October 20, 2022—(BRONX, NY)—In a study involving the gut microbiome, Albert Einstein College of Medicine researchers have discovered that hydrogen sulfide—commonly found in the gut and best known for its distinctive rotten-eggs odor when present in the air—plays a major and previously unknown role in metabolizing drugs and food dyes. The findings, published online today in Nature Metabolism, could lead to new therapeutic approaches against colorectal cancer and other intestinal diseases.
“This research supports a model in which the human gut continually produces hydrogen sulfide that can go on to interact with other chemicals in the gut—with potentially serious consequences for human health,” said Libusha Kelly, Ph.D., associate professor of systems & computational biology and of microbiology & immunology at Einstein and corresponding author on the study.
Dr. Kelly and her colleagues, including Leonard Augenlicht, Ph.D., focused on an important group of ingested compounds called “azo compounds,” so named because their molecular structures contain an azo (R—N=N—R’) group. Examples include the ulcerative colitis drugs balsalazide and sulfasalazine and the common food dyes Red 40 and Yellow 6.
Until now, the metabolism of azo compounds was thought to be an entirely enzymatic process carried out by bacteria commonly found in the human gut. This new study revealed for the first time that hydrogen sulfide, produced in the gut when microbes break down meat and other sulfur-containing matter, is itself a key metabolizer of azo compounds, distinct from enzymatic activity. Even more noteworthy, since hydrogen sulfide may have a major impact on intestinal health, the researchers found that the amount of hydrogen sulfide in the mouse gut could be regulated by adjusting azo-compound levels.
“In order to metabolize azo compounds, hydrogen sulfide molecules must “donate” their electrons to those compounds,” explained Dr. Kelly. “But losing their electrons makes hydrogen sulfide molecules disappear—they’re transformed into other forms of sulfur. In our studies involving mice, we found that adding the azo compound Red 40 to their diets decreased the level of hydrogen sulfide in their guts.”

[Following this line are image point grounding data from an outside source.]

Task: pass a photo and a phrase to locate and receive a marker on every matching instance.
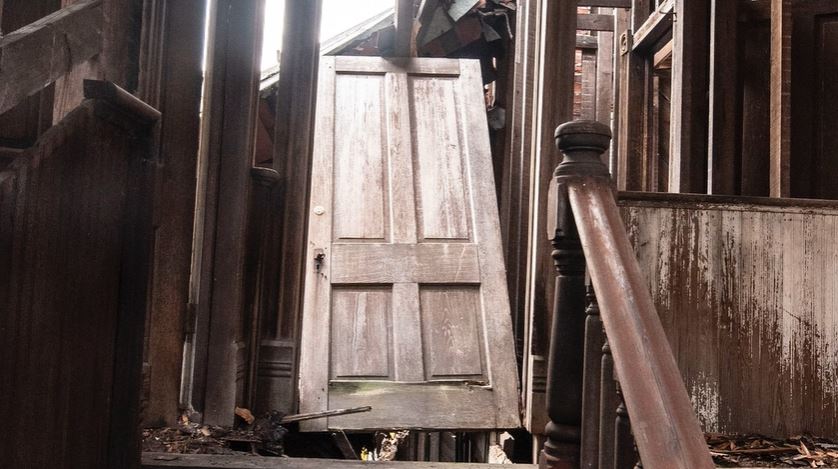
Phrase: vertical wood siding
(72, 289)
(748, 295)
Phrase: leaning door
(406, 306)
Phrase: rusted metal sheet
(74, 246)
(747, 290)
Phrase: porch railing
(609, 357)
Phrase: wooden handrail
(36, 55)
(665, 427)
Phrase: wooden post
(552, 104)
(688, 140)
(607, 406)
(625, 455)
(296, 96)
(723, 156)
(231, 94)
(582, 143)
(780, 133)
(594, 338)
(172, 83)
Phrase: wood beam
(780, 104)
(654, 28)
(605, 3)
(586, 42)
(404, 27)
(556, 101)
(722, 128)
(292, 159)
(230, 107)
(172, 80)
(595, 22)
(30, 59)
(689, 106)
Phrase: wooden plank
(657, 25)
(722, 154)
(595, 22)
(780, 133)
(28, 60)
(689, 105)
(427, 66)
(605, 3)
(356, 276)
(761, 277)
(631, 140)
(205, 461)
(605, 78)
(398, 263)
(178, 74)
(814, 97)
(234, 51)
(404, 27)
(584, 41)
(292, 159)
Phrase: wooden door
(814, 159)
(406, 307)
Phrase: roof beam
(605, 3)
(36, 55)
(404, 27)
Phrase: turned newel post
(581, 143)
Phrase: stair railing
(609, 357)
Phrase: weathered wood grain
(201, 461)
(746, 289)
(780, 133)
(75, 249)
(433, 262)
(29, 61)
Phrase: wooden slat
(655, 27)
(427, 66)
(780, 124)
(605, 3)
(404, 27)
(396, 263)
(232, 64)
(30, 58)
(292, 159)
(178, 76)
(206, 461)
(595, 22)
(688, 147)
(723, 98)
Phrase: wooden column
(582, 143)
(780, 124)
(553, 104)
(723, 156)
(296, 96)
(231, 93)
(592, 368)
(631, 140)
(172, 79)
(688, 147)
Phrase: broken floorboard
(206, 461)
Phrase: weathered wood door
(814, 161)
(406, 306)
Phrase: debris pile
(760, 451)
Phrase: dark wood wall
(74, 255)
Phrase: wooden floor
(201, 461)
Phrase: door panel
(406, 308)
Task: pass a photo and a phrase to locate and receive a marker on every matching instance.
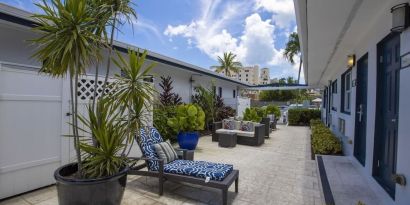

Our findings suggest that modulating hydrogen sulfide levels in the gut using diet and drugs might be a useful and completely unexplored strategy against diseases such as colorectal cancer, in which diets high in sulfur-containing foods are associated with cancer risk.
Libusha Kelly, Ph.D.
Hydrogen sulfide has major effects on the health of the gut, both good and bad. This highly reactive molecule is toxic to colonocytes (the cells that line the intestine) and is linked to intestinal disorders including colorectal cancer and inflammatory bowel disease. On the other hand, hydrogen sulfide helps preserve the intestine’s protective mucosal layer.
“Our findings suggest that modulating hydrogen sulfide levels in the gut using diet and drugs might be a useful and completely unexplored strategy against diseases such as colorectal cancer, in which diets high in sulfur-containing foods are associated with cancer risk,” Dr. Kelly said.
The title of this study is “Bacterial Hydrogen Sulfide Drives Cryptic Redox Chemistry in Gut Microbial Communities.” Additional Einstein authors include lead authors Sarah J. Wolfson, Ph.D., and Reese Hitchings, Ph.D., Karina Peregrina, M.S., Ziv Cohen, M.S., Saad Khan, Ph.D., and Marcel Malena. Other authors were Tugba Yilmaz, Ph.D., and Edgar D. Goluch, Ph.D., at Northeastern University.